L'Égypte fait match nul contre l'Iran et jouera l'Australie en 16ᵉ de finale

Ainsi, les Pharaons affronteront l'Australie à Arlington le 3 juillet. Quant à l'Iran, Mehdi Taremi et ses coéquipiers vont devoir attendre la fin de la phase de poules afin de savoir s'ils feront partie des meilleurs troisièmes.

Ce samedi, l'Égypte a encore montré un visage intéressant, mais a manqué dans le dernier geste. Dominatrice sur la rencontre, elle n'a pas su concrétiser ses phases de possession. En face, l'Iran a tenté d'être suffisamment efficace en contre… mais sans succès.

C'est le défenseur Ramin Rezaeian, déjà décisif contre la Nouvelle-Zélande, qui a répondu à Mahmoud Saber en tout début de rencontre. À la toute fin, Shoja Khalilzadeh a cru offrir la qualification directe à son pays en marquant dans le temps additionnel, mais le VAR a finalement invalidé son but.

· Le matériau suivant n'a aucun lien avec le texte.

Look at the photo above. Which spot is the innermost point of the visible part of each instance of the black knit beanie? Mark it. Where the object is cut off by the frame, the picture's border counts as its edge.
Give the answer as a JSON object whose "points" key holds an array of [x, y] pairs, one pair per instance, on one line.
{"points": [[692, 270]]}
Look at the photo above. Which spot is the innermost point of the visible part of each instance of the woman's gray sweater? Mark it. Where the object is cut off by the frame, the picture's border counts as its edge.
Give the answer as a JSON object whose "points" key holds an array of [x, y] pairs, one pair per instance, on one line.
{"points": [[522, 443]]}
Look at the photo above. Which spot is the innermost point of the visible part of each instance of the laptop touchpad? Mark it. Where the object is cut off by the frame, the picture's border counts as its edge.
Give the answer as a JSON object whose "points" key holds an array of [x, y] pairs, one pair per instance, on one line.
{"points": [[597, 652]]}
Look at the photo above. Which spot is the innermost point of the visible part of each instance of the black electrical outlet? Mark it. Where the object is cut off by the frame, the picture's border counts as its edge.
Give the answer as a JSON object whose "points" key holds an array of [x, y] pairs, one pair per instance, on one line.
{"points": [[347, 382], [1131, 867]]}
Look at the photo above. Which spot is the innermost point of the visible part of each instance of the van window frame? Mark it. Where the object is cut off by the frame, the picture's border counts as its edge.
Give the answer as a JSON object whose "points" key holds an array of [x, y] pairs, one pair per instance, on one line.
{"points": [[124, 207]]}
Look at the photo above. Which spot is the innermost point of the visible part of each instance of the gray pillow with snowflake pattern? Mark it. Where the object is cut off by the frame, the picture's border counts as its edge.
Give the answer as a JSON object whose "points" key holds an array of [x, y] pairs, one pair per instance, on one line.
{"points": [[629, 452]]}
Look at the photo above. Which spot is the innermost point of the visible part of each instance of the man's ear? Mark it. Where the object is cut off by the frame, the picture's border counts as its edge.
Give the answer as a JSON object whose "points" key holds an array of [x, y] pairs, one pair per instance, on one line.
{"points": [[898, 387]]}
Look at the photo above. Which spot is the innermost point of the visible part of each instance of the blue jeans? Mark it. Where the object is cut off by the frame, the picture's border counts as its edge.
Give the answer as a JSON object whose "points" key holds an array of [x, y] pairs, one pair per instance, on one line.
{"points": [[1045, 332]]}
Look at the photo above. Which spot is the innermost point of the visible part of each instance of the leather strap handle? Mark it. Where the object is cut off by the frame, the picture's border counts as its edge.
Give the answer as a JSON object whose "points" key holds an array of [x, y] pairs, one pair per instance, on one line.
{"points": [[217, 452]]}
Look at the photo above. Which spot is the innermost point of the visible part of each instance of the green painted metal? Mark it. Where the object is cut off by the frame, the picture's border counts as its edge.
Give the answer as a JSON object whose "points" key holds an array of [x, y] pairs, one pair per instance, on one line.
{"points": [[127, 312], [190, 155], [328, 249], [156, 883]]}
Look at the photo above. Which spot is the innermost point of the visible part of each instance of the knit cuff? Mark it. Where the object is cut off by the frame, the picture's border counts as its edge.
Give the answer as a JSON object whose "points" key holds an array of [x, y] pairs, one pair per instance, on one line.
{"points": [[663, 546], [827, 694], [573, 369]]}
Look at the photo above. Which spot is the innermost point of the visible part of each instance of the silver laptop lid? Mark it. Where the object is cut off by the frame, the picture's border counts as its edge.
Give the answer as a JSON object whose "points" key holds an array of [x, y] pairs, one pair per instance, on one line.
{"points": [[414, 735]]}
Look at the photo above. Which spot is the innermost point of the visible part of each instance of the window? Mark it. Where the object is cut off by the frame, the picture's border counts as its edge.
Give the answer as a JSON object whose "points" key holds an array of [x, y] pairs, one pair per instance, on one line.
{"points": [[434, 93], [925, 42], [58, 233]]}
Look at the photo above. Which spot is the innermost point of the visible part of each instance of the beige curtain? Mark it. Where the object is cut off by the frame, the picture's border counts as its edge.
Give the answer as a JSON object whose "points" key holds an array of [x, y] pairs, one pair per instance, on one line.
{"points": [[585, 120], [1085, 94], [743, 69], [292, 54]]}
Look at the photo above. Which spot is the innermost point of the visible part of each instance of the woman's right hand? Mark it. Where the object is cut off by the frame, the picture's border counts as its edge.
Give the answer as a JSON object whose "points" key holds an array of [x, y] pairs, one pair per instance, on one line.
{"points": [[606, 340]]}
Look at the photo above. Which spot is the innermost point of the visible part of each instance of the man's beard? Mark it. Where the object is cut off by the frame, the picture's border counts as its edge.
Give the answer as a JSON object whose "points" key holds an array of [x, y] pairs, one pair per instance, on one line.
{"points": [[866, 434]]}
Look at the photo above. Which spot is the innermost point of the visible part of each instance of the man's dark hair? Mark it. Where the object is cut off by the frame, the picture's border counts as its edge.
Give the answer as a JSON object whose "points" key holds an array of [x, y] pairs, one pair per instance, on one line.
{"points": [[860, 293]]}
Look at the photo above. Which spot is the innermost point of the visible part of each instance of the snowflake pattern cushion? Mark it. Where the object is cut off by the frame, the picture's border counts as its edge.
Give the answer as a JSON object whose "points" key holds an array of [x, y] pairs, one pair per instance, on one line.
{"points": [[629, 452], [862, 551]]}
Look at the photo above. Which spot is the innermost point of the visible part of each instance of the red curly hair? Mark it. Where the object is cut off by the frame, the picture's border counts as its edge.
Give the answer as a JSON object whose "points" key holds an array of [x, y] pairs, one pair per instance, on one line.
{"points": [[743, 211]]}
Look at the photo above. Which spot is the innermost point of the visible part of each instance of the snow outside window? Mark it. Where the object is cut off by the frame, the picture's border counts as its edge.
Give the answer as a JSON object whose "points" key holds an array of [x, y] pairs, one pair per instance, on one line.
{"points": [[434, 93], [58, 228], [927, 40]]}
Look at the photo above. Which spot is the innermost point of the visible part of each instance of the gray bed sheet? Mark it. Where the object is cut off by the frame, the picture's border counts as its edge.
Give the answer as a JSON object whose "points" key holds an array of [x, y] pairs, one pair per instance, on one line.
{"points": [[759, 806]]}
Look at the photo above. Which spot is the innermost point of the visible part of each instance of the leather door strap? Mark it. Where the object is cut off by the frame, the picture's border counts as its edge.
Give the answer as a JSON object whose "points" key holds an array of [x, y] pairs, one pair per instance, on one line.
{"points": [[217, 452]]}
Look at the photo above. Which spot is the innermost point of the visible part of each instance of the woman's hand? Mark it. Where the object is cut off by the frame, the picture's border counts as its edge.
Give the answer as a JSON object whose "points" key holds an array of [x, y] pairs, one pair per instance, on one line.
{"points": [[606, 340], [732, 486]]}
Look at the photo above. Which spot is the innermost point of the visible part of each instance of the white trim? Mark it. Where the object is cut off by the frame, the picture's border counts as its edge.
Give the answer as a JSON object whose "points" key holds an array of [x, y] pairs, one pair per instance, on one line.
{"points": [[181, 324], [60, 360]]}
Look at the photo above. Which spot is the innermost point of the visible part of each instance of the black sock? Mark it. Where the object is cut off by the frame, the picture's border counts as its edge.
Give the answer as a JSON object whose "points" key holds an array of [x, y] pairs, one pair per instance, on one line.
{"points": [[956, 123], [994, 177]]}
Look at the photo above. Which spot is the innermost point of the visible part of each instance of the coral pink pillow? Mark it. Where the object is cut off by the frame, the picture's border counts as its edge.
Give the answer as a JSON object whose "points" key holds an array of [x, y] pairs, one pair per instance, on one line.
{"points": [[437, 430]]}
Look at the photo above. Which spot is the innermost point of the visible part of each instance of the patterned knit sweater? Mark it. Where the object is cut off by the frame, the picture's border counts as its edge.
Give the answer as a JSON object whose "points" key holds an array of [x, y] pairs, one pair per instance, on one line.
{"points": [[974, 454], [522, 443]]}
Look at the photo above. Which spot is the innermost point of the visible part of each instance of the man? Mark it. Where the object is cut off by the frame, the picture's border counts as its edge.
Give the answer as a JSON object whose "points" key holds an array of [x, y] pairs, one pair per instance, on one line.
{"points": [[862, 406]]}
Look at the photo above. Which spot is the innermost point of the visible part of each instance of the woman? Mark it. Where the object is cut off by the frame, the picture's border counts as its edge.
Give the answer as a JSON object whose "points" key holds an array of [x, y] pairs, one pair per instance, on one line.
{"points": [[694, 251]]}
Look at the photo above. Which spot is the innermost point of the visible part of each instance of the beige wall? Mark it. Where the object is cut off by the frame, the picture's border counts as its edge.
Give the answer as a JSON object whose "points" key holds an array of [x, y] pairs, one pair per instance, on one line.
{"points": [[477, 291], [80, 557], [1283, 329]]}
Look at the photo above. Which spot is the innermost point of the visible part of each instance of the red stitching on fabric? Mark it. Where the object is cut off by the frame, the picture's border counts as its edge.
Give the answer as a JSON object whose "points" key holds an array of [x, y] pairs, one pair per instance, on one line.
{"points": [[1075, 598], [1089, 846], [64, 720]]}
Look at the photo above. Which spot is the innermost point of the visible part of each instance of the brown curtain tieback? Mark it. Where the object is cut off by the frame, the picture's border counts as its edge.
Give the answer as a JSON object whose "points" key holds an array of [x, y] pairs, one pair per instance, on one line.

Une domination presque stérile…

Sur son premier tir, Salah vient buter sur la défense iranienne, mais reprend du gauche et trompe Alireza Beiranvand qui n'arrive pas à empêcher l'ouverture du score dès la 5ᵉ minute de jeu. 

Quatre minutes plus tard, Taremi fait le pressing et force Mohamed Abdelmonem à faire la faute dans sa surface. L'arbitre Szymon Marciniak n'hésite pas un seul instant et désigne le point de pénalty. Première occasion franche pour les Iraniens, mais leur capitaine échoue face à Oufa Shobeir (11ᵉ).

Ce n'est que partie remise quand, trois minutes plus tard, sur l'occasion suivante, Rezaeian reprend astucieusement un ballon repoussé par le gardien égyptien à la suite d'un tir de Milad Mohammadi. Ça fait 1-1, la Team Melli a réagi avec brio.

Ensuite, les Égyptiens mettent largement le pied sur le ballon, mais les quelques tentatives n'aboutissent à rien. En seconde période, hormis une frappe cadrée de Trezeguet (49ᵉ), il n'y a pas grand-chose à se mettre sous la dent. En face, les Iraniens sont plus dangereux, malgré le peu de ballons touchés. Les minutes défilent, les Pharaons tiennent leur qualification, mais passent tout proche d'une immense désillusion.

Dans le temps additionnel, l'Iran se procure un coup franc lointain qui finit par aboutir sur une frappe de Khalilzadeh après un cafouillage dans la surface. Le défenseur de 37 ans pense délivrer sa sélection, mais Marciniak annule finalement le but victorieux (90ᵉ+3).

La désillusion est énorme et aurait pu être vite oubliée si la tête de Saeid Ezatolahi n'avait pas heurté la transversale de Shobeir (90ᵉ+7).